Une opposition divisée face aux enjeux nationaux

Sur l’échiquier politique, l’unité reste complexe. Mamadou Ismaïla Konaté justifie son refus de rallier la Coalition des forces pour la République (CFR) de l’imam Dicko par le souvenir des événements de 2012. Il refuse de faire table rase des exactions commises lors de l’occupation du nord du pays. Pour lui, l’alliance entre les indépendantistes du FLA et les jihadistes du Jnim constitue un obstacle moral et politique majeur.

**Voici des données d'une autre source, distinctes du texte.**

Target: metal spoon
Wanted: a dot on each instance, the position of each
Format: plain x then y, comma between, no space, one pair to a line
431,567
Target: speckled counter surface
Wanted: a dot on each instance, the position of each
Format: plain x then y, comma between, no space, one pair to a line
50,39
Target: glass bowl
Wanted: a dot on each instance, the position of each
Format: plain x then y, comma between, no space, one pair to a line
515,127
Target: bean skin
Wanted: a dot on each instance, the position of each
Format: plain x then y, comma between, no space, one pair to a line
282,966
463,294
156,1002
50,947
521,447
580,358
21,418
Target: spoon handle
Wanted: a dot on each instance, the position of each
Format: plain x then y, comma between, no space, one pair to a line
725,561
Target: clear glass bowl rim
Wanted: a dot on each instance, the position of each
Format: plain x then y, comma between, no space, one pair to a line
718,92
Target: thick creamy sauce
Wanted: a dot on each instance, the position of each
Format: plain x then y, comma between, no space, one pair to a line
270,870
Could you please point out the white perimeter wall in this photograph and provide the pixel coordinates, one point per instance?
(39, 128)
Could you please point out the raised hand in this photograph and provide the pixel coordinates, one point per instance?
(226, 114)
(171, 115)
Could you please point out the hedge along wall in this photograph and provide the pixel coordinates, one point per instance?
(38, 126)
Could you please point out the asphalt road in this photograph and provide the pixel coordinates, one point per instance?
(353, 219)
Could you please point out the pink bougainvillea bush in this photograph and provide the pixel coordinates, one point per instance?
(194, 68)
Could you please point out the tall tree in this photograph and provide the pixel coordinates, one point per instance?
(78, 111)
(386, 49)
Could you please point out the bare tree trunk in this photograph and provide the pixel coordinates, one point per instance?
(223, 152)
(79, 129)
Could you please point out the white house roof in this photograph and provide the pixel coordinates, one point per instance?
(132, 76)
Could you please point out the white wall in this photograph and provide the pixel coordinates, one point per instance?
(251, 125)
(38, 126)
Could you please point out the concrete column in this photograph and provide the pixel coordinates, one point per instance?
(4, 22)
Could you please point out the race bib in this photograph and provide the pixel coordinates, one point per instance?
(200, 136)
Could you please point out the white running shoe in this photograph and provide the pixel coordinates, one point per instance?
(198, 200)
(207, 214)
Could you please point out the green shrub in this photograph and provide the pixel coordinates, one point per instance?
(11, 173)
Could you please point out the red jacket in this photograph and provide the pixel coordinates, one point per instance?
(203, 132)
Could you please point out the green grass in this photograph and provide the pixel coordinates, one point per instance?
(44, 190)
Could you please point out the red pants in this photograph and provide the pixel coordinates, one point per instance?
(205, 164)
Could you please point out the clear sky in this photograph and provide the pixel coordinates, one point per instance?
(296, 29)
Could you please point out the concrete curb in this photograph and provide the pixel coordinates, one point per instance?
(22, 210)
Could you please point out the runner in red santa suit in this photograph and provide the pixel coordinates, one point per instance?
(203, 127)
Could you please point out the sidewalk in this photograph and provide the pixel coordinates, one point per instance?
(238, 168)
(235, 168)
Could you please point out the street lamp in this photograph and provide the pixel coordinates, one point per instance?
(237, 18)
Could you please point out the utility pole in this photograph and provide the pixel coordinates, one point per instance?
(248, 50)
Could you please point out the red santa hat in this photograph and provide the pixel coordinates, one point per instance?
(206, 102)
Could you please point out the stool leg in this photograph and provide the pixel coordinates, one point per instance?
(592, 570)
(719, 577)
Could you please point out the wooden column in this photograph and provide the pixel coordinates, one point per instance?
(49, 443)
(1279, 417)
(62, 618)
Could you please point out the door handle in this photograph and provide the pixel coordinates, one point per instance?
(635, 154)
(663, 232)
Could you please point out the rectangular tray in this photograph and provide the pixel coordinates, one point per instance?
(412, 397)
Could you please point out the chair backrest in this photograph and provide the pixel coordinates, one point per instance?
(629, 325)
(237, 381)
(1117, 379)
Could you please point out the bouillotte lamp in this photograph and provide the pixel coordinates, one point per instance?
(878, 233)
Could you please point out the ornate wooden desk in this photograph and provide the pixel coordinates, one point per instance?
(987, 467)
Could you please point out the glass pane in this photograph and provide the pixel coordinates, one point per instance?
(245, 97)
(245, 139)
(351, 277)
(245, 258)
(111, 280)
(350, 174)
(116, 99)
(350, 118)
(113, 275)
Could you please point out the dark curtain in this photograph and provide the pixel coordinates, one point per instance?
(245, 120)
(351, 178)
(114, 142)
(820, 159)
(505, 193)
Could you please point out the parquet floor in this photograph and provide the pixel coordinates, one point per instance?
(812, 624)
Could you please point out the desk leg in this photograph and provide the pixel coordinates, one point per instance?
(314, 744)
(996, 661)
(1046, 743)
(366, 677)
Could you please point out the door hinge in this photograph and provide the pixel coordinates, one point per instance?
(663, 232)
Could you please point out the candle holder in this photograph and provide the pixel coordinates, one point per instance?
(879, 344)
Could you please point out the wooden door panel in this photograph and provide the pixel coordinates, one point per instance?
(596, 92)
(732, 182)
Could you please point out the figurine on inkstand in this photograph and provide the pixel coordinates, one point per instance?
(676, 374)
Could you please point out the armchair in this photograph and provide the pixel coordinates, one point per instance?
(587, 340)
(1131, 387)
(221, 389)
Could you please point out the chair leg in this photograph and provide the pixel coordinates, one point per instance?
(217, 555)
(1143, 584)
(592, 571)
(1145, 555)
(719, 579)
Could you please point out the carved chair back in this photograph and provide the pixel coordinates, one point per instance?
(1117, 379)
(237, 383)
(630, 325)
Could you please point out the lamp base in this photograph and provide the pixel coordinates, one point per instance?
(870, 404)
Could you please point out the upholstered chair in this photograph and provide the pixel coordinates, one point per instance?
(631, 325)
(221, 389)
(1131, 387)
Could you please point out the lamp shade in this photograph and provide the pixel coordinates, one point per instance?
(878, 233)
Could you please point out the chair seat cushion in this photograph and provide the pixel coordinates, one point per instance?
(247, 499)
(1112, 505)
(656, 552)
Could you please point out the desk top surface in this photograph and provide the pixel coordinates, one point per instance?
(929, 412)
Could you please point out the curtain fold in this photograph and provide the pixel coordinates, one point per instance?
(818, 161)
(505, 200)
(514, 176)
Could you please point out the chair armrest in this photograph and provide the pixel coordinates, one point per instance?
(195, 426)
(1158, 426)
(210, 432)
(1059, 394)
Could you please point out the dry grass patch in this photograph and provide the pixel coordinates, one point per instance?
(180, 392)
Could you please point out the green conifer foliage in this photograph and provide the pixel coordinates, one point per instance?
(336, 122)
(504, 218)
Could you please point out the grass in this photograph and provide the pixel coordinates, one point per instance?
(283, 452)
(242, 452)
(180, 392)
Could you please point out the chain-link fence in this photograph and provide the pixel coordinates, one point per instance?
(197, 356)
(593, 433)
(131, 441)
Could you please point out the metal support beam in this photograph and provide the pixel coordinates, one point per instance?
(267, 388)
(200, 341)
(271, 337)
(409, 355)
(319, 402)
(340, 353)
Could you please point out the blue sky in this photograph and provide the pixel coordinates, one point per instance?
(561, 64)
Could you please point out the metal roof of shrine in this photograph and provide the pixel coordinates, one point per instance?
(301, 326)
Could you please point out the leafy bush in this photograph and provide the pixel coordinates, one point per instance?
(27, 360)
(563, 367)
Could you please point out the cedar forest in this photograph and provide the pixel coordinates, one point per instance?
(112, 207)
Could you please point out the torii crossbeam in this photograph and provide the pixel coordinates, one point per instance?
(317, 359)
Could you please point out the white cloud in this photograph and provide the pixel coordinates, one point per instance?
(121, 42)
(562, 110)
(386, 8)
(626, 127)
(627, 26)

Enfin, l’ancien garde des Sceaux rejette fermement le discours des régimes de l’AES (Mali, Niger, Burkina Faso) qui assimile toute opposition à une trahison de la souveraineté nationale. Selon lui, les véritables ennemis de la patrie sont ceux qui bafouent les libertés et affament les citoyens. Malgré les apparences de force, il estime que le pouvoir actuel vacille, car le terrorisme et la répression ne peuvent constituer une base durable pour la paix civile.